Mid tier Nigerian lenders are flagged as most exposed to the squeeze. With limited access to international capital markets and thinner buffers than the country’s largest institutions, they face the steepest path to meet recapitalisation directives while still funding loan growth and digital transformation. The CBN’s current bank recapitalisation programme, which runs to March 2026 and beyond, has added a fresh layer of compliance pressure on top of the existing CRR drag.
The CBN, for its part, has consistently defended the policy as essential to containing inflation and stabilising the naira. MPC members at the February 2026 meeting reaffirmed that tight monetary conditions remain necessary to preserve recent gains in price stability and reserve accumulation. The trade off, Chapel Hill Denham concludes, is becoming sharper: regulators must weigh macroeconomic stability against the long term competitiveness of the institutions that finance Nigeria’s private sector and infrastructure pipeline.

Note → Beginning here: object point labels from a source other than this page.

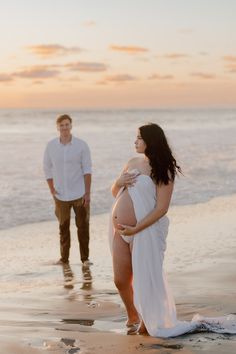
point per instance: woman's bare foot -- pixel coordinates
(132, 321)
(142, 329)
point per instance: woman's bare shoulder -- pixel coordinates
(134, 160)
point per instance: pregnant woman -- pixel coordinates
(139, 228)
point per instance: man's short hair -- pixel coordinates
(62, 117)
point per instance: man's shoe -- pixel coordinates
(61, 262)
(87, 263)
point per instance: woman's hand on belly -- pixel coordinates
(126, 230)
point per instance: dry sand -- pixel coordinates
(48, 309)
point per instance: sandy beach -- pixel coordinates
(50, 309)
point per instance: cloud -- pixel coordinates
(128, 49)
(5, 77)
(37, 72)
(48, 50)
(185, 30)
(231, 68)
(160, 77)
(176, 55)
(87, 66)
(119, 78)
(230, 58)
(89, 23)
(202, 75)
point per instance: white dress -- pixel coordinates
(152, 296)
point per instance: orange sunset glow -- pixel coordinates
(137, 54)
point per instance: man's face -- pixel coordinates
(64, 127)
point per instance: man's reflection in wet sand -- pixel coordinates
(87, 278)
(68, 277)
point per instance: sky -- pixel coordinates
(117, 54)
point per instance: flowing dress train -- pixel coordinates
(152, 296)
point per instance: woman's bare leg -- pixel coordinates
(122, 267)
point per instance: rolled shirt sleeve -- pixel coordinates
(86, 160)
(47, 164)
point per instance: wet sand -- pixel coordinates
(53, 309)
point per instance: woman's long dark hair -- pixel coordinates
(164, 167)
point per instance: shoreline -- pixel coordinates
(47, 308)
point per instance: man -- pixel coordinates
(67, 168)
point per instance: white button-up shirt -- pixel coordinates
(67, 165)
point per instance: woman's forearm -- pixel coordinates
(150, 219)
(115, 188)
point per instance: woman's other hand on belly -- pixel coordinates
(126, 230)
(126, 179)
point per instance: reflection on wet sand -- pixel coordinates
(87, 278)
(68, 276)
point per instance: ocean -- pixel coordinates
(203, 141)
(47, 307)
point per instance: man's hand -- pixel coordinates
(86, 199)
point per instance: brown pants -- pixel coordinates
(63, 211)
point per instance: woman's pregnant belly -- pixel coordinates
(123, 211)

For Nigerian banks, the paradox is now openly priced into the market. They are among the most profitable lenders in Africa by the textbook measure of return on equity, yet they trade as though investors have already concluded that more than half of every naira in customer deposits will stay sterilised at the central bank. Unless the policy calculus shifts, the gap between what Nigerian banks earn and what the market believes they are worth is likely to widen further.